Rules when participating to an evaluation

Until 2011, OAEI participation rules were usually defined within the individual OAEI calls. Some of these rules were obsoleted by the use of the SEALS platform, but new problems appeared. So we recall these rules and to clarify them here since they seem to be difficult to understand.

The goal of OAEI is to forster the advancement of ontology matching technology. So, it aims at evaluating ontology matchers, not "OAEI ontology" matchers. This means that any effort made to look good at OAEI, as opposed to, improve a matcher, is obviously not in the spirit of OAEI.

The basic rules are as follows:

Participants should use one system over all tracks,
with one single set of parameters,
with whichever resources that are not specifically designed to be adapted to the OAEI data sets.

The interpretations of such rules may not be fully clear. For instance, a matching system may automatically assign different values to its parameters depending on the input characteristics of the matching task. This may seem to be adapted to OAEI in some cases, especially if the tool design have used OAEI data sets as guidelines. One way to be less at odds with OAEI organisation, is to make any adaptative behaviour explicit in the system description submitted to the OAEI organisers (see examples below).

Similarly, if a system re-uses another matching systems or some of its core libraries, this has to be made explicit in the system description (this is attribution common sense). In such a case it is required that the authors clarify exactly in how far the included libraries have been extended and what is the expected impact on the results.

In case they want to clarify compliance, organisers reserve the right to ask relevant questions to participants and, if answers are not satisfactory, to ask them for their source code. Participant may decide or not to disclose their code; organisers reserve the right to publish results or not.

How to interpret OAEI rules

The rules above entail that, unless explicitely stated the contrary:

General purpose resources are authorised; OAEI taylored resources are prohibited.
The program of the matcher should not be tweaked for passing (or even recognising) the tests;
Using network connections for accessing a general purpose resource (Wikipedia) is authorised; accessing a specific resources made for OAEI is prohibited;
Using published OAEI tests (with or without reference alignments) for learning should be considered as prohibited;
The program should not be used for storing data about the OAEI test sets or to rely on users (except for the interactive tracks in which users are simulated by the organisers);
It is authorised for a system to behave differently depending on the input which is provided as long as it is not to recognise OAEI data sets.

It is not always easy to see whether a certain aspect of a matching system implementation is valid against the rules. To enable a better understanding, we present a list of typical examples together with short explanations.

Examples breaking the rules

Machine learning techniques are used on subsets of (or complete) OAEI datasets to find an optimal weighting of different similarity measures.: Why incorrect: OAEI datasets cover different types of matching tasks, however, this choice is not representative. Learning with these examples results in an unacceptable overfitting. In machine learning there has to be a clear distinction between test data and training data.
Several predefined configurations that are activated by detecting certain namespaces, e.g. it is checked for the occurence of a specific string like "benchmark".: Why incorrect: No need for an explanation.
A system is trained on OAEI datasets to automatically choose from a set of predefined settings.: Why incorrect: Such a strategy does not take into account that this approach can result in learning something that works very well for OAEI datasets, but the results of the learning process might nevertheless be completely unreasonable. Moreover, see the general remark on machine learning from above.
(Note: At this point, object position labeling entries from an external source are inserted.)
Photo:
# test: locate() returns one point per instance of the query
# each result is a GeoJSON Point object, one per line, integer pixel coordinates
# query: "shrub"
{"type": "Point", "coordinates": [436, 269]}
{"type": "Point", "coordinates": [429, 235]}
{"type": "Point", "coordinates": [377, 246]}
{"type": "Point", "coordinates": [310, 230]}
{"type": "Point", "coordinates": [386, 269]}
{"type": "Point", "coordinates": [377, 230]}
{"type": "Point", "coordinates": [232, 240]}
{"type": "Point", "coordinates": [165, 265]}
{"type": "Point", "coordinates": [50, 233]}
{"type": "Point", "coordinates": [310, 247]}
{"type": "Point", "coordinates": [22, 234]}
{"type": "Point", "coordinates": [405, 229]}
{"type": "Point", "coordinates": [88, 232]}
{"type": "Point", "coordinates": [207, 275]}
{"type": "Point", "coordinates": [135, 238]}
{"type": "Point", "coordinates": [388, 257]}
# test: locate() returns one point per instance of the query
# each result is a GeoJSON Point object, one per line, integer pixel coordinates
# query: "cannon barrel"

Examples not breaking the rules

A specific large-scale ontology matching strategy is automatically activated, if the ontologies to be matched have more than 1000 concepts.: Why correct: This rule of thumb is intended to work well for both OAEI testcases and other ontology matching problems. It is in general, a reasonable distinction that is guided by detecting a characteristic of the matching problem, which is relevant for solving it.
The similarity of the ontologies to be matched is measured prior to the core matching process. The higher the similarity is, the more weight is put in similarity flooding.: Why correct: For the same reason as above.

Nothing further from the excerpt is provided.